Non è l’odio che si contrappone all’amore a generare il caos, è l’indifferenza che si scontra con l’amore a generarlo. Poiché per amare bisogna odiare per comprendere la grandezza delle cose, poiché per odiare bisogna amare per comprendere bassezza delle cose.
Odio e amore non sono una dicotomia, per quanto diversi come concetti fanno parte della stessa natura matrigna che li generati, l’indifferenza è la cecità dei sensi.
L’indifferente non ama né odia perché non è capace di odiare nemmeno l’ardito che ama e odia allo stesso tempo, lui lascia passare tutto senza decretare giudizio, non distingue il vero dal falso perché nemmeno ci prova, non gli interessa nulla e l’unica cosa che sa fare è accettare annuendo e annuendo.
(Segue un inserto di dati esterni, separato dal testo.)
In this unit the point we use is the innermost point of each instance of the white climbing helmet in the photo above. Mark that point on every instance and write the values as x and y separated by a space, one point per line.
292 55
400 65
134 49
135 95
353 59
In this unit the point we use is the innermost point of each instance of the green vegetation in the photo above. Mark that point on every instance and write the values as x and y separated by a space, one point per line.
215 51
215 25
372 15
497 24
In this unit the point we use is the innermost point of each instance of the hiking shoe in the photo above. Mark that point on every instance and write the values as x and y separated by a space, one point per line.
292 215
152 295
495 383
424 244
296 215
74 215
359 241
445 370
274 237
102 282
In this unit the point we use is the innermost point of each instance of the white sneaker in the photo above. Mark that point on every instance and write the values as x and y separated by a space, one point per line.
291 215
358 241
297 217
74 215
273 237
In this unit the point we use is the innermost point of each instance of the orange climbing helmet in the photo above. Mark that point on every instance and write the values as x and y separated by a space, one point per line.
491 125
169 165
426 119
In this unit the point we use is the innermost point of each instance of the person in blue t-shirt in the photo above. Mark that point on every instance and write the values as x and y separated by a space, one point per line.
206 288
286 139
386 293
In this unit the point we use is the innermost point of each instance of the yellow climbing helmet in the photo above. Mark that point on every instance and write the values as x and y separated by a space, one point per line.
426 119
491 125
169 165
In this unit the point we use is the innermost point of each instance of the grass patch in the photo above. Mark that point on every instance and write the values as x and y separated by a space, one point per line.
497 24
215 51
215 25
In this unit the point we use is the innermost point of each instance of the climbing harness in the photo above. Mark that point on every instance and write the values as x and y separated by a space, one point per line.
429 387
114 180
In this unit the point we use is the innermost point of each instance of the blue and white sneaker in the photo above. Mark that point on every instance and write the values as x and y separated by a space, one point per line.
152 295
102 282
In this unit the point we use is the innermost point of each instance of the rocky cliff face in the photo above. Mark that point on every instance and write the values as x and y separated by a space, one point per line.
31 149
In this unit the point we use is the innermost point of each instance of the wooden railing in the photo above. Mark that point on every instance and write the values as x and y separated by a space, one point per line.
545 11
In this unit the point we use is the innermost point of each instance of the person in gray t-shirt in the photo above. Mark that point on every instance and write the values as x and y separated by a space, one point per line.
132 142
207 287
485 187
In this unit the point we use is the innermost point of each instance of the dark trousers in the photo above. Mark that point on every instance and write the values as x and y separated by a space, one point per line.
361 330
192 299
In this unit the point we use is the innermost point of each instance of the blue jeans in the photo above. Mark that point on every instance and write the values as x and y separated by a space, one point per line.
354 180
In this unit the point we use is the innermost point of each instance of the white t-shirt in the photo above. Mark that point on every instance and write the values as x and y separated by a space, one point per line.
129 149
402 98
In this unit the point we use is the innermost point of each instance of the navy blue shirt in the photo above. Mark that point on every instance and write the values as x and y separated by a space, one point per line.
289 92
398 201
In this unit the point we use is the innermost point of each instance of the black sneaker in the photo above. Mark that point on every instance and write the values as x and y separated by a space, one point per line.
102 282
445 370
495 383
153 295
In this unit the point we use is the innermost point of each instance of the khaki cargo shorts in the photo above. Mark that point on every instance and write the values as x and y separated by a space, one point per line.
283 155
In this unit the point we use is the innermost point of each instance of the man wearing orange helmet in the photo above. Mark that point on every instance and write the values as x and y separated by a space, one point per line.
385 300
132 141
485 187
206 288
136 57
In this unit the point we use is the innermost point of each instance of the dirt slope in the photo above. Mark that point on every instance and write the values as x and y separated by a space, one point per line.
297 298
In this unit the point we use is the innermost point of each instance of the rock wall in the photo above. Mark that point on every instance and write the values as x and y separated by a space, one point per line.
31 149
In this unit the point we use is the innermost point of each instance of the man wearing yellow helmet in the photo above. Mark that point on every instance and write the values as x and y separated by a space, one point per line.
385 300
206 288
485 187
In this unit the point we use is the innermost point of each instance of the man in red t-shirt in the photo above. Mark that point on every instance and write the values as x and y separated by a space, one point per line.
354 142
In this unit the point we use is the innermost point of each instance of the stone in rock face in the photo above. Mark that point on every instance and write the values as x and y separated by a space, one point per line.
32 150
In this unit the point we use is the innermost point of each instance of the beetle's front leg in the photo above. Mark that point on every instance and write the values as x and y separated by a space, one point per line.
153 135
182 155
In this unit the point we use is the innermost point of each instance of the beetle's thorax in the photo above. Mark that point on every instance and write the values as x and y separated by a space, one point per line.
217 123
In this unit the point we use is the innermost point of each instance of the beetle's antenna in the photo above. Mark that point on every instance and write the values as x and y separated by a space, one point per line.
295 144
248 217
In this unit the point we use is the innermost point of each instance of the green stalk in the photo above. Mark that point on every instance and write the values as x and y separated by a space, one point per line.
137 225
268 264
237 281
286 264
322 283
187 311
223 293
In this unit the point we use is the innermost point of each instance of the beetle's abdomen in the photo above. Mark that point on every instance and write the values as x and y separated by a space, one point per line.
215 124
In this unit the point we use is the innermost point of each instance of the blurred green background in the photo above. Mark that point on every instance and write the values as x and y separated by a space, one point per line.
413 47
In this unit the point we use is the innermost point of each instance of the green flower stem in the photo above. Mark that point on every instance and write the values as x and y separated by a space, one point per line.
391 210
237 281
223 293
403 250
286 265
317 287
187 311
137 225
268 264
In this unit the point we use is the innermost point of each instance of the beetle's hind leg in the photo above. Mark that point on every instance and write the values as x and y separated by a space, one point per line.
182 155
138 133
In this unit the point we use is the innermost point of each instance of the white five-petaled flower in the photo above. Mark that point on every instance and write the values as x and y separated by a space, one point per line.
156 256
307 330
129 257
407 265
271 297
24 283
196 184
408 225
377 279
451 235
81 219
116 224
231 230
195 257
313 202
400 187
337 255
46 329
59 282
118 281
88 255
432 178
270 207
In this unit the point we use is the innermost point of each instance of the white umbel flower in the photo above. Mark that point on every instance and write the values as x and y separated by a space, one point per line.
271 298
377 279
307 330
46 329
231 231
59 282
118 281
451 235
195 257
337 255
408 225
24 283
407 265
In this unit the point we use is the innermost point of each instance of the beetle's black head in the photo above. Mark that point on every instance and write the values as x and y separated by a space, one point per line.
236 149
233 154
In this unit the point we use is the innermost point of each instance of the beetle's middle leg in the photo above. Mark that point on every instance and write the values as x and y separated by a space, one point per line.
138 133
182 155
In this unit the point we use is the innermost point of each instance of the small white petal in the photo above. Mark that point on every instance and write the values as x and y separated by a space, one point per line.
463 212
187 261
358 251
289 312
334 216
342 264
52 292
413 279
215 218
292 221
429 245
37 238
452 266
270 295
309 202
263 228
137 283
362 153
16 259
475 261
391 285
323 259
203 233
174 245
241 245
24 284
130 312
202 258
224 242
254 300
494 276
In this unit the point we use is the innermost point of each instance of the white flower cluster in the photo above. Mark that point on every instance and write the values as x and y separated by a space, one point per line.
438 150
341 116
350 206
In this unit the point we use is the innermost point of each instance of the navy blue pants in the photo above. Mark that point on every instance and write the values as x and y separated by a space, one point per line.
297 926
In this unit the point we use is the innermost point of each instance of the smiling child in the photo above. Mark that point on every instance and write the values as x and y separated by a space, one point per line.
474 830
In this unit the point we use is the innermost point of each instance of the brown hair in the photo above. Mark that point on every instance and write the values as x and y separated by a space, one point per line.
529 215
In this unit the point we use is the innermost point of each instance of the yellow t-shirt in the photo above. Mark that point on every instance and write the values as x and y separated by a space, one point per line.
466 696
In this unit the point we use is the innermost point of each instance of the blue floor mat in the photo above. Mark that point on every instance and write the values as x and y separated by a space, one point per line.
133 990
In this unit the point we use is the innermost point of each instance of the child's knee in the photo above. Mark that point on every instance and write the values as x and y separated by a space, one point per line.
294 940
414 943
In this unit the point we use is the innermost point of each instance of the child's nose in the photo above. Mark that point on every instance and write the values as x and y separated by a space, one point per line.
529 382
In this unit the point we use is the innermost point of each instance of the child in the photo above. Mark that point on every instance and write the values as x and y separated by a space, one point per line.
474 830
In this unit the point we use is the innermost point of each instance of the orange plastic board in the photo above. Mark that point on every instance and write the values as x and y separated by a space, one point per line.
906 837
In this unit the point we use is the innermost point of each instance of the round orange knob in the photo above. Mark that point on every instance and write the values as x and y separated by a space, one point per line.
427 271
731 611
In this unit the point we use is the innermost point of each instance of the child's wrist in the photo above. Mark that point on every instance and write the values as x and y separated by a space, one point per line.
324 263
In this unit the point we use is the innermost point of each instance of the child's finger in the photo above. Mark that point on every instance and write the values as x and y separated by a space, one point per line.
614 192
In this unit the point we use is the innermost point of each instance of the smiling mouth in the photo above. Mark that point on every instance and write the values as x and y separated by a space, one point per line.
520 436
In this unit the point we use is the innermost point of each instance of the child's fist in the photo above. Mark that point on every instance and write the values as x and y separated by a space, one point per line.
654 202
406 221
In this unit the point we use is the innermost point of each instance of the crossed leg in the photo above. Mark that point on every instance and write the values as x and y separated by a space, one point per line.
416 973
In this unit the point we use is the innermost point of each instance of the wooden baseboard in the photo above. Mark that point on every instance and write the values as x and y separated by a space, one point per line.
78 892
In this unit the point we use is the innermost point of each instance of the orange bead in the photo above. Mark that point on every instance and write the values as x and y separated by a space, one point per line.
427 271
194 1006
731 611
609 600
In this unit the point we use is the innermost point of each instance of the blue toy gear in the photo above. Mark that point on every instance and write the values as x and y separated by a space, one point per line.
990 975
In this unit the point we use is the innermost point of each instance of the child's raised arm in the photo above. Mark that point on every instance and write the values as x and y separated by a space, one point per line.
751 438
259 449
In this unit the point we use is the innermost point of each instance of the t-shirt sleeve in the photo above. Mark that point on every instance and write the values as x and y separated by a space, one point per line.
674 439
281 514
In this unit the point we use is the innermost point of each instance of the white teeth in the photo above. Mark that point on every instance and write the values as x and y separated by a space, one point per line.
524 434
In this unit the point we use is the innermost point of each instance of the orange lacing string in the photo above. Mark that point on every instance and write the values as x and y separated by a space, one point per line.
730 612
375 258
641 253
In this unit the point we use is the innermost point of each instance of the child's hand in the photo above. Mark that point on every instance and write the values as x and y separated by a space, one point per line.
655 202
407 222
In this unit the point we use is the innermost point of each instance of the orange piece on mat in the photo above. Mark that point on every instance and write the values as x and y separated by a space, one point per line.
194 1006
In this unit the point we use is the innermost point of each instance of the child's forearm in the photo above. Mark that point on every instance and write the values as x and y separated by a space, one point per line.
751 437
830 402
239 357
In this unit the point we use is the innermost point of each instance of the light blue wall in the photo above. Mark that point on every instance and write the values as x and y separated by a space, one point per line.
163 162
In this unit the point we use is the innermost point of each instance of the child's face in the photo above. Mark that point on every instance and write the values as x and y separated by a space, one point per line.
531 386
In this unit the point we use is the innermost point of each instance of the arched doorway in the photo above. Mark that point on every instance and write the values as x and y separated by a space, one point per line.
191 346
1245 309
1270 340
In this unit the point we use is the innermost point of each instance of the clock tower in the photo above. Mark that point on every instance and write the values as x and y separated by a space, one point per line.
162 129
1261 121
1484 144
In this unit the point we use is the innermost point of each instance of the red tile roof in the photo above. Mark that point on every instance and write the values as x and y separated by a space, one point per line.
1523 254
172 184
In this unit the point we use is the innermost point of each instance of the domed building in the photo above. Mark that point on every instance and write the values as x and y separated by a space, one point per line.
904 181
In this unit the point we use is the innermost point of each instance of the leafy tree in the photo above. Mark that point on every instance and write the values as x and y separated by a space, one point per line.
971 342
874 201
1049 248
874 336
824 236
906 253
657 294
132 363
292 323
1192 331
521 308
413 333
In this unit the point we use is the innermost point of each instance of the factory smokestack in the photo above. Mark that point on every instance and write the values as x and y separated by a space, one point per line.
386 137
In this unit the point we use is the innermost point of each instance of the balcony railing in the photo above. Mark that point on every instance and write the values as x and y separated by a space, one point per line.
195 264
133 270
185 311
“Tutti gli esseri umani nascono liberi ed eguali in dignità e diritti. Essi sono dotati di ragione e di coscienza e devono agire gli uni verso gli altri in spirito di fratellanza”. Inizia così l’art. 1 della Dichiarazione Universale dei diritti dell’uomo. Parole semplici, queste. Semplici come un bambino che carezza il volto della madre, semplici come il sorriso di un amico, semplici come due occhi che ti guardano e brillano. Parole che smuovono quello che da secoli è imprigionato nelle catene del mondo. Un mondo tassellato di ingiustizie, violenze, orrore, pregiudizi. È un mondo orrendo, questo. Un mondo dove una religione, una nazione, la patria a cui da secoli si è appartenuti, diventano un fenomeno da attaccare, maltrattare, violentare. La libertà viene ostacolata, ogni singolo giorno. La libertà di vivere, di amare, di essere umani. Umanità. Non si tratta di politica, provenienza, religione. Si tratta di umanità. Si tratta di guardare negli occhi una persona e amarla, farla sentire un essere umano, farla sentire speciale. Perché forse, le uniche armi che possediamo per dimostrare al mondo l’errore che commette ogni giorno, sono proprio quegli occhi. Armiamoci di questo, e con questo, con tutto questo, riusciremo a sconfiggere quello che oggi è chiamata violenza, ma che domani chiameremo amore.
Sono pensieri che esulano dal contesto puro della malattia? No, poiché nel momento proprio della privazione di una parte di salute ci accorgiamo, forse, che la mancanza genera bisogno e i bisogni primari non sono cedibili o negoziabili: non puoi chiedere a un tuo simili di non mangiare e bere perché morirebbe. Non puoi chiedere a un tuo simile (malato) di non curarsi poiché aggraverebbe il suo stato fino a portarlo a morire.
Siccome oggi col cibo e la salute si gioca e scherza, e noi diabetici siamo spesso vittime di stereotipi e angherie morali, prese in giro, ecco proprio occorre ancora una volta ricordare come solidarietà prende forma concreta, non come regalia, nel momento in cui ti manca qualcosa essenziale per la sopravvivenza.
Ripetere e ricordare valori che sembrano perduti oggi serve spero per ritrovarli e farli nostri senza più lasciarli scappare, almeno spero.